Information about who is eligible and full details about the treatments are available on the NHS.UK website
If you haven’t yet received a letter from the NHS, but think you are eligible you can ring NHS 111 or your GP. You will need to have received a positive PCR test result (ie showing you have tested positive for Covid-19), not just a positive lateral flow test.
If you have been referred for treatment you will receive full details of the clinic time and date, and contact details.
The Vaccination Centre is currently closed.
After 12 February 2023, you will not be able to get a COVID-19 vaccine booster dose.
Some people at increased risk, for example, because of age or certain medical conditions, may be offered a seasonal booster later this year. If you are eligible for this, the NHS will contact you when it’s your turn to get vaccinated.
For more information click here for the NHS website.
Recovering after Covid-19
As you find yourself recovering from COVID-19 you may still be coming to terms with the impact the virus has had on both your body and mind.
These changes should get better over time, some may take longer than others, but there are things you can do to help.
The NHS has created an information resource: Your COVID Recovery, to help you to understand what has happened and what you might expect as part of your recovery.

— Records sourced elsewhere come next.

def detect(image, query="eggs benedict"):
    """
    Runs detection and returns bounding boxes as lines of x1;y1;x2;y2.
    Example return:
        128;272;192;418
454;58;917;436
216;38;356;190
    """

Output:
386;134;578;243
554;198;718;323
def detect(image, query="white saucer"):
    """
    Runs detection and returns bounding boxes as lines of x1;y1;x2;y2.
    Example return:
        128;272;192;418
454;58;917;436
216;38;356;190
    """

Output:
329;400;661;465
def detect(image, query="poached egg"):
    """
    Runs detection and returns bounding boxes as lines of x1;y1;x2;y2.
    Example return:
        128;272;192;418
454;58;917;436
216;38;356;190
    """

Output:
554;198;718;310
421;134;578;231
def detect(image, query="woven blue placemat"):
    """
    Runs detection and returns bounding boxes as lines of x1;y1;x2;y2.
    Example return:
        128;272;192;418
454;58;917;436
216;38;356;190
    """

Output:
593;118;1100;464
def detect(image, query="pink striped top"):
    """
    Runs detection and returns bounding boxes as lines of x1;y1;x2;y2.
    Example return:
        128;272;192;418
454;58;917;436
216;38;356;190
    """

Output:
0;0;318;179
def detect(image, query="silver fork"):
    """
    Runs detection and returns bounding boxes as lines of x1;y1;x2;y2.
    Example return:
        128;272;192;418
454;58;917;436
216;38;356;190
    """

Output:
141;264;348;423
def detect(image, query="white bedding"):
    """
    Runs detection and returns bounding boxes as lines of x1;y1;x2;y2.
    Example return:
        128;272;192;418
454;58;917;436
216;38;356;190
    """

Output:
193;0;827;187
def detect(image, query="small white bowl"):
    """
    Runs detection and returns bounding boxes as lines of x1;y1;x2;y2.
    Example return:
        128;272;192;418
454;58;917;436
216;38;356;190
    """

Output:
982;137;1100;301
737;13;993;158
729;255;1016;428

It has information on how Covid-19 can affect you, managing those effects, your wellbeing and your road to recovery.
Visit the ‘Your COVID Recovery’ website for more information www.yourcovidrecovery.nhs.uk
We are exceptionally grateful for all the support and kindness we have received from our community during the pandemic.
To find out more about our Airedale Hospital and Community Charity and how you can support us click here.
If you have a donation please direct or deliver it to our charity and communications team who will coordinate distribution to our staff and ensure proper thanks can be given. It is also important in controlling the spread of infection and we ask that you please do not donate directly to wards or departments. We do have an outside space where donations can be left without the need to enter the hospital building.
You can contact the team on 01535 294870 or email firstname.lastname@example.org
You can also donate through our ‘Care for Airedale’ fundraising campaign if you’d like to support us: www.justgiving.com/campaign/careforairedale
We will work with you to ensure our staff benefit from your kind donations.
Privacy notice update
This notice describes how we may use your information to protect you and others during the Covid-19 outbreak. It supplements our main Privacy Notice. The health and social care system is facing significant pressures due to the Covid-19 outbreak. Health and care information is essential to deliver care to individuals, to support health and social care services and to protect public health. In the current emergency it has become even more important to share health and care information across relevant organisations.